Coalition frontbencher Eric Abetz has lashed out at Government colleagues who are leaking anonymously to journalists.
“I think it’s gutless,” Senator Abetz told AM. “It’s a breach of the rules.
“If somebody is gutless and in breach of the rules one really wonders why a journalist even bothers to repeat comments from such an individual.
“Every now and then you have these breakouts, which are unfortunate.
“Those journalists that deal with those people should be asking the question – what motivates?”
Senator Abetz said he spoke to his colleagues “face-to-face or not at all” and said he was “not one of those people who has unattributed comments in the media.”
The criticism came after yesterday’s Coalition joint party room meeting where Prime Minister Tony Abbott said ministers have been “read the riot act” for having public spats in the wake of last week’s messy gay marriage debate.
Admitting it had been a scrappy fortnight for the Government, Mr Abbott told the joint-party room meeting that ministers had been warned there “would be consequences” for any who did not maintain discipline in future.
During the meeting, one backbencher castigated her colleagues for their behaviour.
Member for Gilmore, Ann Sudmalis, spent five minutes berating ministers for what she saw as the debacle after the same-sex marriage debate last week.
She said Cabinet ministers were sacrificing people in marginal seats for the luxury of expressing their own views in public, and called for “unity”.
“I didn’t take on this position to see my country’s future frittered away,” Ms Sudmalis told ABC local radio after the meeting.
“I just added some perspective on it from a marginal seat holder, saying that we’ve got a great message to take forward.”
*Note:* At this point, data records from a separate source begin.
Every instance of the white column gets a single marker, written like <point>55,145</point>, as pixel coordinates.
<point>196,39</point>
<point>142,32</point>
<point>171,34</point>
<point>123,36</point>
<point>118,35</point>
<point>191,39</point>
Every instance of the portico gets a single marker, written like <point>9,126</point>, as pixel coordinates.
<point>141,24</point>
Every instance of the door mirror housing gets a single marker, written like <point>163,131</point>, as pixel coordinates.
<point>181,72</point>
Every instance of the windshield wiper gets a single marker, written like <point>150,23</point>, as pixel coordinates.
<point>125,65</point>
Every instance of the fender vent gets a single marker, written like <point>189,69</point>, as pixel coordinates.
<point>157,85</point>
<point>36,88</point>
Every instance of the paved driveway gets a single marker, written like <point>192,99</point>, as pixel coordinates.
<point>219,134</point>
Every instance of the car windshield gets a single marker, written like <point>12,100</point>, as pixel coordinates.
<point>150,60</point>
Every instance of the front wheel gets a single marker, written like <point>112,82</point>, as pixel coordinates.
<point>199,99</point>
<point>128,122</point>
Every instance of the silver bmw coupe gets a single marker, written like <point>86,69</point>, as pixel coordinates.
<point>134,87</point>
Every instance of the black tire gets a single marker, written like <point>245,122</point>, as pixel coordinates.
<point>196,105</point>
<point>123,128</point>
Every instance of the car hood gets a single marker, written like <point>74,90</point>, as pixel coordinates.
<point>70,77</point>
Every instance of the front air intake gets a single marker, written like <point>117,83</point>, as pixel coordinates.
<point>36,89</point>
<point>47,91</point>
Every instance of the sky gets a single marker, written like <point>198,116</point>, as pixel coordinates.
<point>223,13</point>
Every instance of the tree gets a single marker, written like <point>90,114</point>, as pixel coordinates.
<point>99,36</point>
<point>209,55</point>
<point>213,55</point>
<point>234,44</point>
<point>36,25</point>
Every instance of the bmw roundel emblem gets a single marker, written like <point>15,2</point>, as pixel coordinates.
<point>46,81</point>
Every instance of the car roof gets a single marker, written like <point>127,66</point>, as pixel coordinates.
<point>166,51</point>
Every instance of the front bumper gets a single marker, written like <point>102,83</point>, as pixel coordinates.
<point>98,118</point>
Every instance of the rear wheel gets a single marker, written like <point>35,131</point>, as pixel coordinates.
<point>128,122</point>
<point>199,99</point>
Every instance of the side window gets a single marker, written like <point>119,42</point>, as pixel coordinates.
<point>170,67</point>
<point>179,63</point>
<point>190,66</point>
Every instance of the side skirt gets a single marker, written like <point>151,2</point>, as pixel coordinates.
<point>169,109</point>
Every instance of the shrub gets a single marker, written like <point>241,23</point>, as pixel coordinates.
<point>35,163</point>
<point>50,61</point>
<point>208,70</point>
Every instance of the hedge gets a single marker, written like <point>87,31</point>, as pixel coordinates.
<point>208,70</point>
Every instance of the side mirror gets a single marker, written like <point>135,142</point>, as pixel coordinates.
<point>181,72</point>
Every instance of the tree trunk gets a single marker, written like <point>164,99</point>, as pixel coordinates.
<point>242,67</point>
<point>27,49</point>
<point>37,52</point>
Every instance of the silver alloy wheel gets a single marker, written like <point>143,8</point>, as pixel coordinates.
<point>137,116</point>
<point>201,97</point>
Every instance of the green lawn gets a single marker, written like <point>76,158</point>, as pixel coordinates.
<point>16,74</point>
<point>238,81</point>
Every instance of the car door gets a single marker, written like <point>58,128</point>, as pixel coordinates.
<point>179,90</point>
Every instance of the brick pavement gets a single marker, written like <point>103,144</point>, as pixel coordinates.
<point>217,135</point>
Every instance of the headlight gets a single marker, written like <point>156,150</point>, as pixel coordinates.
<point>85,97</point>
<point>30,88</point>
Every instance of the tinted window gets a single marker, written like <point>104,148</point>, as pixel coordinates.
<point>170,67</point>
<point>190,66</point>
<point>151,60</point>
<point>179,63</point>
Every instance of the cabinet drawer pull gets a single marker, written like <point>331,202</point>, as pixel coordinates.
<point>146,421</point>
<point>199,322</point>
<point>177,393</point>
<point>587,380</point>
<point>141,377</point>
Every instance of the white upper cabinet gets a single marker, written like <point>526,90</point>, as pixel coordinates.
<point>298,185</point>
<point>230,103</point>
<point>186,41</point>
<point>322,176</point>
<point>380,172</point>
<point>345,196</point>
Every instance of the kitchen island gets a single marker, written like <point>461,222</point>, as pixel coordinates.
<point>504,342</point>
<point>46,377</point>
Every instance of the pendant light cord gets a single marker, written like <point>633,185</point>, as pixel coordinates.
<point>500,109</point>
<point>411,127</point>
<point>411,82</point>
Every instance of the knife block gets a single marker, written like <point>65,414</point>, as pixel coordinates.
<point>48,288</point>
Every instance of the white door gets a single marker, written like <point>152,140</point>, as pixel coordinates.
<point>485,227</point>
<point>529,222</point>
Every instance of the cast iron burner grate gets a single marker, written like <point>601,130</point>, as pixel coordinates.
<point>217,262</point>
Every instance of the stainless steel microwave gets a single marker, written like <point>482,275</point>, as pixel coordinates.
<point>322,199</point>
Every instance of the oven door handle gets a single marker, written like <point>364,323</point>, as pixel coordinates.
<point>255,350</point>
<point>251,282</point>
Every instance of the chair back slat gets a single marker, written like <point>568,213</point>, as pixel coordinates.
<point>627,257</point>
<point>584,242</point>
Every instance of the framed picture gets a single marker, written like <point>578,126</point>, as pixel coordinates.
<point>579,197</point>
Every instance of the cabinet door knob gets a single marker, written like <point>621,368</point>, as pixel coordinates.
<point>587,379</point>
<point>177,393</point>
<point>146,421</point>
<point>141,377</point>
Several Liberals say during the meeting Foreign Minister Julie Bishop urged her colleagues to think about how their actions could impact on the upcoming by-election in the Western Australian seat of Canning.
One told the ABC “the message was clear, before you open your mouth think how this might play in a campaign”.
Another said the deputy Liberal leader was “making the point [that] how we fare in Canning will have implications for how the government is judged by the media and the community”.